A bedroom in the main house.
The mega-villa’s plush rooms, gilded furnishings, and painted domed ceilings are decidedly more Versailles than beach chic.
A large living room in the main house.
“The Terraces, being the largest and most visible property on the island, is not only one of the most important houses in the Caribbean, but arguably one of the largest houses in the world,” said Mallet Morgan told CNBC.
The infinity pool in the main house seems to spill into the verdant landscape of the estate.

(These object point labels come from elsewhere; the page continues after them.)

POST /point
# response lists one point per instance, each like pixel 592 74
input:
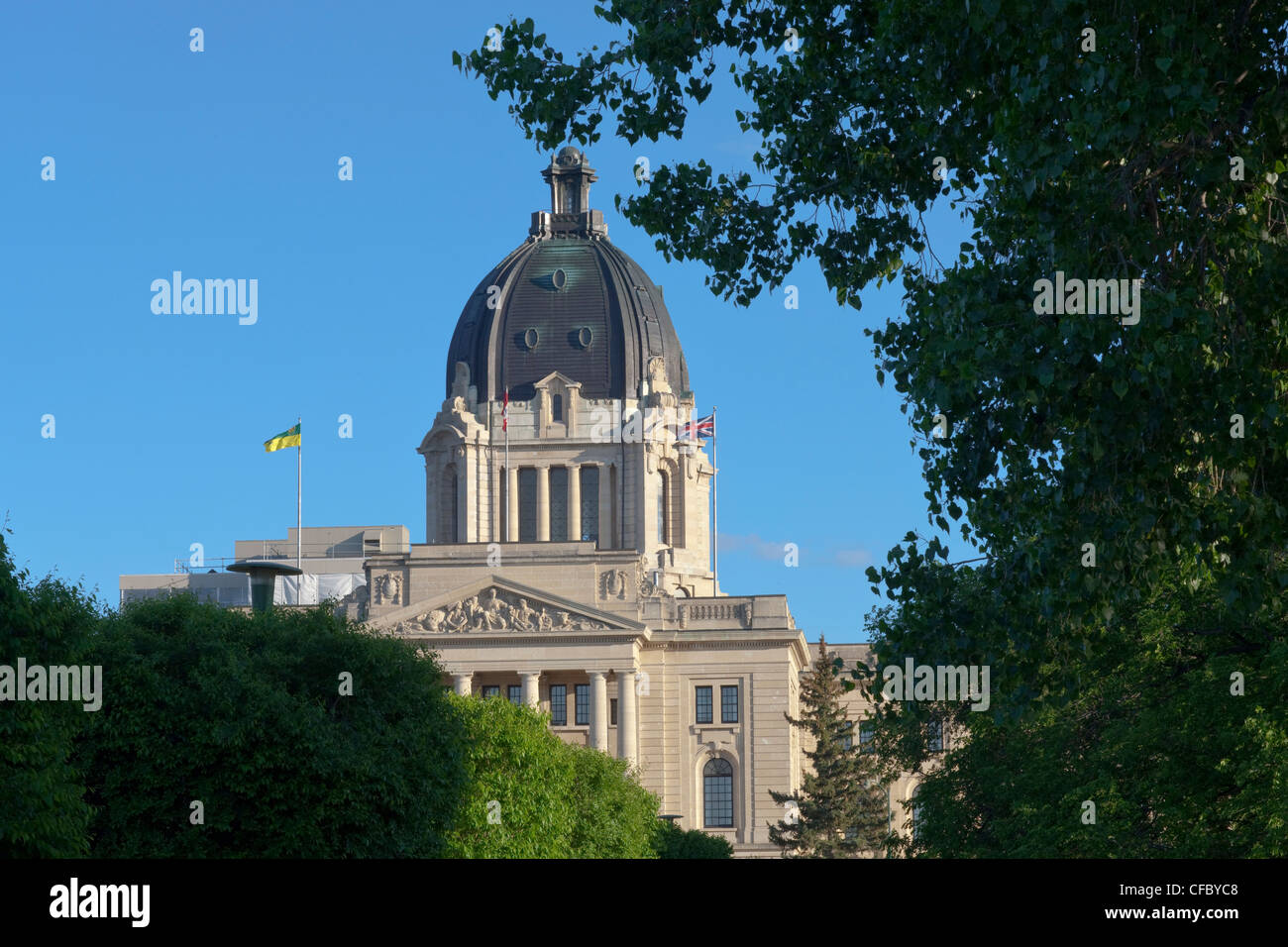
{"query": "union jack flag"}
pixel 697 429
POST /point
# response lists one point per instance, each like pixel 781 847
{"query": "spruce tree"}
pixel 841 808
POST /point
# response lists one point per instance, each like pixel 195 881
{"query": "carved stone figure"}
pixel 387 589
pixel 492 612
pixel 522 616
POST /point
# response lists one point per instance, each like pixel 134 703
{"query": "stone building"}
pixel 568 556
pixel 567 562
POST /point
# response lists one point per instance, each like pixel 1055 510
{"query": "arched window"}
pixel 915 813
pixel 664 496
pixel 449 510
pixel 717 793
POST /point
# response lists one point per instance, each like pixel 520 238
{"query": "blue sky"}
pixel 223 163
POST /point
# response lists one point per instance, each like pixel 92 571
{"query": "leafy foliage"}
pixel 244 714
pixel 841 808
pixel 531 795
pixel 1147 149
pixel 673 841
pixel 43 809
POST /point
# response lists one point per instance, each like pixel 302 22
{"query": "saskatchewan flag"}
pixel 287 438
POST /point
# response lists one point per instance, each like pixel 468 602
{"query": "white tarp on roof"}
pixel 312 587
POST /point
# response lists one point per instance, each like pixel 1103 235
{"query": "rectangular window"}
pixel 527 504
pixel 729 703
pixel 703 703
pixel 590 502
pixel 558 705
pixel 935 736
pixel 558 504
pixel 661 509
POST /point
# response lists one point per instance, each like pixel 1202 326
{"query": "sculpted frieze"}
pixel 497 611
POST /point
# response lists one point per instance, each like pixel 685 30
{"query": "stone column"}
pixel 627 738
pixel 574 502
pixel 606 539
pixel 511 505
pixel 597 711
pixel 463 497
pixel 542 504
pixel 531 692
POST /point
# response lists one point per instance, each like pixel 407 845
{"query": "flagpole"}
pixel 509 504
pixel 715 510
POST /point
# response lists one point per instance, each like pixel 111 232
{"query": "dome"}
pixel 566 300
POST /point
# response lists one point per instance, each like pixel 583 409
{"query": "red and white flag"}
pixel 698 429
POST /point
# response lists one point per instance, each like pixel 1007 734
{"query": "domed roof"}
pixel 566 300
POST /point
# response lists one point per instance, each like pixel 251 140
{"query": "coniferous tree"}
pixel 840 809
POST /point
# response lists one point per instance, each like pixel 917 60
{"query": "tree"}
pixel 282 735
pixel 673 841
pixel 1094 457
pixel 531 795
pixel 841 809
pixel 43 806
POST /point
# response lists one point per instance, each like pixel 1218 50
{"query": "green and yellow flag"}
pixel 287 438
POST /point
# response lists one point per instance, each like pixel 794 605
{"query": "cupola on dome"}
pixel 566 300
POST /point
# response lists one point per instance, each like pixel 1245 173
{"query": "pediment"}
pixel 561 377
pixel 493 604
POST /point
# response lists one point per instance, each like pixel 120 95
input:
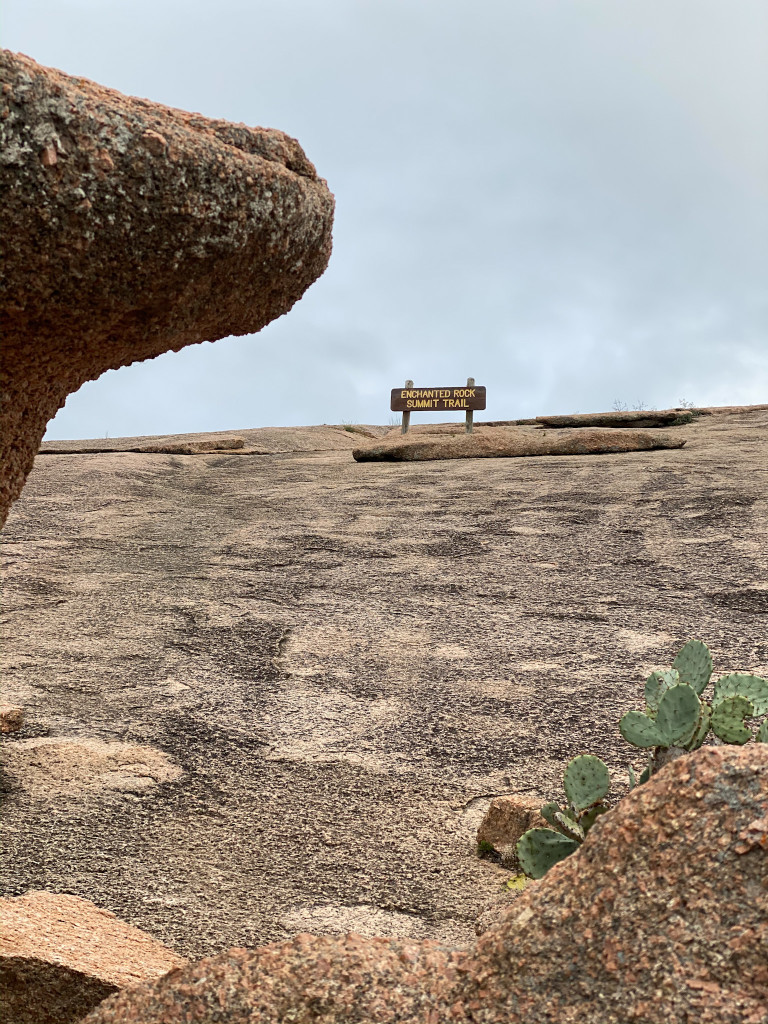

A floor plan shows a 60ft tunnel connecting the main villa to a structure just below called the annex. The two buildings are also connected by exterior pathways. The annex spans over 12,000 square feet and is dedicated to games and entertainment. It has a large reception room and a games room with table tennis, billiards and chess. Just outside, there’s a wraparound terrace that includes the estate’s second pool with an infinity edge that seems to send water cascading down the hill.
Other structures on the property include guest houses that span 2,600 square feet and include four more bedrooms, as well as the estate’s third pool.
The Bali Cottages house four other guest rooms and surround the estate’s third swimming pool.
There is also a chapel, laundry facilities and two other buildings to accommodate staff. De Mallet Morgan said the estate is currently operated by 18 employees. The estate’s web page breaks it down into a property manager, two butlers, three chefs, six housekeepers, and six gardeners.
Tennis and pavilion.
Across a rolling lawn is a pavilion that overlooks a sunny tennis court.
The terrace and the swimming pool of the annex.
The indoor square footage of the entire estate exceeds 38,000. It jumps to nearly 53,000 square feet when you add all of its covered outdoor spaces.
De Mallet Morgan told CNBC that if an overseas buyer wants to purchase the trophy property, they can expect to pay taxes and fees of about 12% on the purchase price, adding about $24 million to the $200 million prize.